100B, 220B, and 600B models on huggingface!

Illustrious_Sand6784@alien.top · 2 years ago

100B, 220B, and 600B models on huggingface!

FaustBargain@alien.top · 2 years ago

how much ram do you think the 600B would take? I have 512gb and I can fit another 512gb in my box before I run out of slots. I think with 1TB I should be able to run it unquantized because falcon 180b used slightly less than half my ram.

theyreplayingyou@alien.top · 2 years ago

Can you please share a bit more about your setup and experiences?

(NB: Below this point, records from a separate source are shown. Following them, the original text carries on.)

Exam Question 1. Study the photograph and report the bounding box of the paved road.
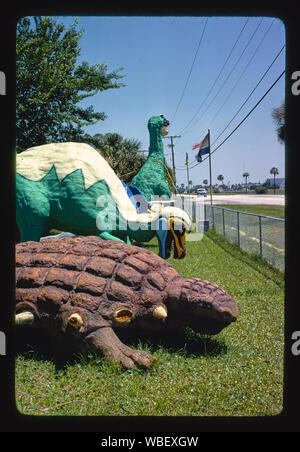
[195,194,285,206]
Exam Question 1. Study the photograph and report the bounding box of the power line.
[176,45,285,171]
[212,45,285,144]
[207,19,275,133]
[180,17,249,134]
[170,17,208,123]
[186,70,285,169]
[182,18,264,136]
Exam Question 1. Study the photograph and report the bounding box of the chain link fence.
[173,196,285,271]
[204,205,285,271]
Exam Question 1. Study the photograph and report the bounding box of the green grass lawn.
[15,232,284,416]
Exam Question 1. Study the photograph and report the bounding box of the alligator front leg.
[85,327,155,369]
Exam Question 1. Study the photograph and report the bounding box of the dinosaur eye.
[114,308,133,323]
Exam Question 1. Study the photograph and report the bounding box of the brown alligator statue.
[16,236,238,368]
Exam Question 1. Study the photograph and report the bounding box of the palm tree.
[272,101,285,144]
[270,166,279,195]
[243,173,250,193]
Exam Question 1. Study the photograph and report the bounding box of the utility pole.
[163,135,181,186]
[185,153,190,193]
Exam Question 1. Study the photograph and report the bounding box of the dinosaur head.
[148,115,170,137]
[156,207,192,259]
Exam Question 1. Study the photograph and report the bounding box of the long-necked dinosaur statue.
[130,115,171,201]
[16,143,192,258]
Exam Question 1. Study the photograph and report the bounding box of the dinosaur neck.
[148,128,164,164]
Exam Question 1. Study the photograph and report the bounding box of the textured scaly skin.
[16,237,238,368]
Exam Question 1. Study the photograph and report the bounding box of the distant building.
[266,177,285,190]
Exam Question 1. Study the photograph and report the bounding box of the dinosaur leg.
[85,327,155,368]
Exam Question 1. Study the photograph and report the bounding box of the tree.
[243,173,250,192]
[272,102,285,143]
[270,166,279,195]
[16,17,126,152]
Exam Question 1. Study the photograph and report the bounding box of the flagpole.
[185,153,190,194]
[208,129,212,206]
[208,129,215,229]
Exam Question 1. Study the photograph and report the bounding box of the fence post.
[237,211,241,248]
[258,215,262,259]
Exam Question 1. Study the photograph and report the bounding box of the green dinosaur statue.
[130,115,171,201]
[16,143,192,258]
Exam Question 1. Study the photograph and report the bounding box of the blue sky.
[58,16,285,185]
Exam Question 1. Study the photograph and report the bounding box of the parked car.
[197,188,207,196]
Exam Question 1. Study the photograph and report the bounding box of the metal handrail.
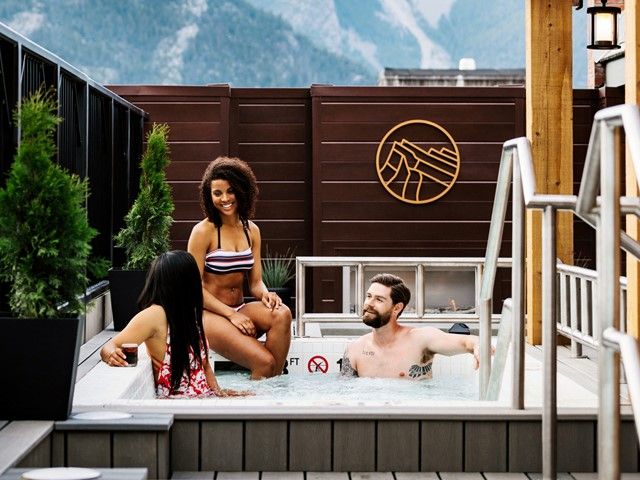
[492,105,640,479]
[602,327,640,444]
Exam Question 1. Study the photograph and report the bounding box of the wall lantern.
[587,0,621,50]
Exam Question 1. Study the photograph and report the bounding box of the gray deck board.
[396,472,440,480]
[0,468,147,480]
[260,472,304,480]
[527,472,576,480]
[351,472,394,480]
[571,472,640,480]
[171,471,216,480]
[483,472,528,480]
[216,472,260,480]
[440,472,484,480]
[307,472,349,480]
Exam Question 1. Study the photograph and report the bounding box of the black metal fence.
[0,23,147,272]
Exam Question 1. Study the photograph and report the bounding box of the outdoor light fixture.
[587,0,621,50]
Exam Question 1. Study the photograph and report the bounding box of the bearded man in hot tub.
[340,273,490,380]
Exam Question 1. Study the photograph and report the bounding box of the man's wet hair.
[370,273,411,316]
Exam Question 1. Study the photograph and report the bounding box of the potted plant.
[262,245,296,309]
[109,123,173,330]
[0,89,96,420]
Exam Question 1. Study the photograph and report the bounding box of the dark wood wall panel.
[311,87,524,264]
[229,89,312,255]
[111,85,231,249]
[114,85,601,296]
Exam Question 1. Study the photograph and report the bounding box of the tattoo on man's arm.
[340,352,358,377]
[409,362,433,378]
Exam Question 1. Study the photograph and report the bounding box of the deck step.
[0,420,53,474]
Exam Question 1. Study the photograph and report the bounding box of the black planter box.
[109,268,147,331]
[0,317,82,420]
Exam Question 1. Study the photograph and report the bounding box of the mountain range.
[0,0,586,87]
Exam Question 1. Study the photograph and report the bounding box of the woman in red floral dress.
[100,250,247,398]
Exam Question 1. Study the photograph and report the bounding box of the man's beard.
[362,311,391,328]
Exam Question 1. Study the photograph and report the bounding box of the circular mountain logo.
[376,120,460,205]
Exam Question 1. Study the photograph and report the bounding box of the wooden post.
[624,1,640,338]
[525,0,573,344]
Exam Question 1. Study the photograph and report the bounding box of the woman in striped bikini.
[187,157,291,379]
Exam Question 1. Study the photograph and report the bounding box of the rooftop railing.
[480,105,640,479]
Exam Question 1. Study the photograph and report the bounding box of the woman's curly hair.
[200,157,259,228]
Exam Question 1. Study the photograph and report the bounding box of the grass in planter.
[262,246,295,288]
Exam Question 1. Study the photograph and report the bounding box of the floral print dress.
[156,327,216,398]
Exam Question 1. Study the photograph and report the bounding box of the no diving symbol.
[307,355,329,373]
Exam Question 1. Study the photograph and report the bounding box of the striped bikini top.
[204,225,254,275]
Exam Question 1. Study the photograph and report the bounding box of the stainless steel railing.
[296,257,511,337]
[488,105,640,479]
[556,263,627,357]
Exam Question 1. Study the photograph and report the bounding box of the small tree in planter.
[0,90,96,419]
[109,123,173,330]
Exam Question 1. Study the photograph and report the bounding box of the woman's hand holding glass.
[262,292,282,310]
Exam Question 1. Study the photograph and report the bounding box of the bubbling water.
[216,372,478,404]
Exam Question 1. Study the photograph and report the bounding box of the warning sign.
[307,355,329,373]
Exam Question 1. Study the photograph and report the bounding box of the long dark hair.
[200,157,258,228]
[138,250,207,393]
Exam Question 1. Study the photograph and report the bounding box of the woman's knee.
[251,350,276,378]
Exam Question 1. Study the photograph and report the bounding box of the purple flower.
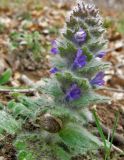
[65,84,81,102]
[96,51,106,58]
[72,49,87,69]
[74,29,87,43]
[90,72,105,86]
[51,40,59,54]
[50,67,59,74]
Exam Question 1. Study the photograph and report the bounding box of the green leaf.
[52,145,71,160]
[0,69,12,85]
[78,59,110,76]
[71,91,110,108]
[59,123,101,155]
[17,150,35,160]
[38,78,63,98]
[0,111,21,134]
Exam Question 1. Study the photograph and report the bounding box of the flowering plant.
[0,2,109,160]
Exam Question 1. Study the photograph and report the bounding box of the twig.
[0,88,36,94]
[90,121,124,146]
[96,87,124,93]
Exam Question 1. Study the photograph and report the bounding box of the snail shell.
[41,113,62,133]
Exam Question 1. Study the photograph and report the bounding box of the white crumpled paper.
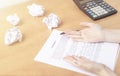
[43,13,61,30]
[6,14,20,26]
[5,27,22,45]
[27,3,44,16]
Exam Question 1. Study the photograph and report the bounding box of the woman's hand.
[64,56,116,76]
[65,22,105,42]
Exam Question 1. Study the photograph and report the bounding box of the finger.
[67,35,83,39]
[65,31,81,35]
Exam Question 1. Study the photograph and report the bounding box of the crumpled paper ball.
[6,14,20,26]
[5,27,22,45]
[43,13,61,30]
[27,3,44,16]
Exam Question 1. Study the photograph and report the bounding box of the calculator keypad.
[74,0,117,20]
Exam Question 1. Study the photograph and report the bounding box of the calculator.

I’ve been looking to use some of my idle enterprise gear for LLM’s but everyone tells me not to bother. I’ve got a few dual xeon boxes with quad channel DDR4 in 256 & 384GB capacities, NVMe or RAID10 SSDs, 10GBe, etc and I guess (having not yet experienced it) I have a hard time imagining that the equivalent of 120Ghz, 1/2 - 1tb of RAM and 7GB/s disk reads “not being fast enough.” I don’t need instant responses from a sex chatbot, rather I would like to run a model that can help my wife (in the medical field) with work queries, to help my school age kid with math and grammar questions, etc.

Thank you much!

FaustBargain@alien.top · 2 years ago

if you have the ram don’t worry about disk at all. if you have to drop to any kind of disk even if it’s gen 5 ssd you speeds will tank. memory bandwidth matters so much more than compute for LLMs, but it all depends on your needs. there are probably cheaper ways to go about this if you just need something occasionally. maybe runpod or something, but if you need a lot of inference then locally could save you money, but renting a big machine with a100s will always be faster. so will a 7B model do what you need or do you need the accuracy and comprehension of a 70b or one of the new 120b merges? also llama3 is supposed to be out in jan/feb and if it’s significantly better then everything changes again.